Samn has asked for the wisdom of the Perl Monks concerning the following question:

Replies are listed 'Best First'.
Re: Non alphabet characters
by rob_au (Abbot) on Mar 28, 2002 at 05:32 UTC
    I think what you are looking for is [^\w] - It may be worth your having a read through perlre, from whence I quote ...

    A \w matches a single alphanumeric character, not a whole word. To match a word you'd need to say \w+. If use locale is in effect, the list of alphabetic characters generated by \w is taken from the current locale. See the perllocale manpage. You may use \w, \W, \s, \S, \d, and \D within character classes (though not as either end of a range).

    Update - Too little caffiene ... [^\w] is equivalent to \W as Chmrr++ rightly points out below.

     

      [^\w] is more canonically written as \W. Note that that is a capital W. Also perhaps of note is that \w is equivilent to [a-zA-Z0-9_] -- that is, alphanumeric or the underscore; this means that [^\w] or \W won't catch numbers, which the poster specifically included in their post. Thus, you'd be better off using [^a-zA-Z] As always, it's easier to specify what you don't want in a large set, then what you do want.

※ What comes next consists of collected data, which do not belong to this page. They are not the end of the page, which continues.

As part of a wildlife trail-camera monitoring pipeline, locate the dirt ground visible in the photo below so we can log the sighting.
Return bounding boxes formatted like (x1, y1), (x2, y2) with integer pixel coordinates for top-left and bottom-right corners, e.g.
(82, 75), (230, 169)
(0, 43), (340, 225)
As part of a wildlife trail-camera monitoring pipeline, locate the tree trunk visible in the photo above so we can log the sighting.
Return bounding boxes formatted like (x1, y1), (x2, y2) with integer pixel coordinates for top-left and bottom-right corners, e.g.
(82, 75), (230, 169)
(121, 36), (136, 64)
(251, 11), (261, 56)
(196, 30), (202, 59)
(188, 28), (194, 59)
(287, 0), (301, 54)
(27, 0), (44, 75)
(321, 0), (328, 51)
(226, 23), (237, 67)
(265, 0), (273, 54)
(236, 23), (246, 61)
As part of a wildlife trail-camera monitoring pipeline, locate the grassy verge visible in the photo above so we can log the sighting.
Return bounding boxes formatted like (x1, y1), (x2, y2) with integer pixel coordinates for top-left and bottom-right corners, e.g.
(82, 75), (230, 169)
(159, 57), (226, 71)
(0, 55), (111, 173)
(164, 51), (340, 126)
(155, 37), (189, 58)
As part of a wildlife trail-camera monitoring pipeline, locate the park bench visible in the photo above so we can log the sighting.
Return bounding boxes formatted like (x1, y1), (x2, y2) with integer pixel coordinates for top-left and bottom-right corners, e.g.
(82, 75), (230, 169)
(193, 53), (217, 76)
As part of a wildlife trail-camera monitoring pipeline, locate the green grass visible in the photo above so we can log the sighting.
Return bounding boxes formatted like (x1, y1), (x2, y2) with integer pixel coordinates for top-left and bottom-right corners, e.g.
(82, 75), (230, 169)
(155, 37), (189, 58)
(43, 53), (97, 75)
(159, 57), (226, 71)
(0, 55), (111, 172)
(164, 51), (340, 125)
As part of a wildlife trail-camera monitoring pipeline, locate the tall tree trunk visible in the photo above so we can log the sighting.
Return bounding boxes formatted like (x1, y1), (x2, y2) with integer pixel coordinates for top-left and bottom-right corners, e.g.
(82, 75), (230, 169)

      perl -pe '"I lo*`+$^X$\"$]!$/"=~m%(.*)%s;$_=$1;y^`+*^e v^#$&V"+@( NO CARRIER'

        Also perhaps of note is that \w is equivilent to [a-zA-Z0-9_]

        It is not true. \w is subject of locale settings if locale pragma is in use. See perllocale for more info. It is not always equivilent to [a-zA-Z0-9_].

        --
        Ilya Martynov (http://martynov.org/)

Re: Non alphabet characters
by derby (Abbot) on Mar 28, 2002 at 12:12 UTC
    Samn,

    Just remember \W will not include _ (the underscore) it's part of \w world. To get the "real" alphabet and be nice to locales, try using the posix class [:alpha:] like so:

    #!/usr/bin/perl $alpha = 'aeiou_XZY_^#@_123_BCD'; ($one = $alpha) =~ s/\W//g; # _ stays ($two = $alpha) =~ s/[^[:alpha:]]//g; # _ gone print $one, "\n"; print $two, "\n";

    -derby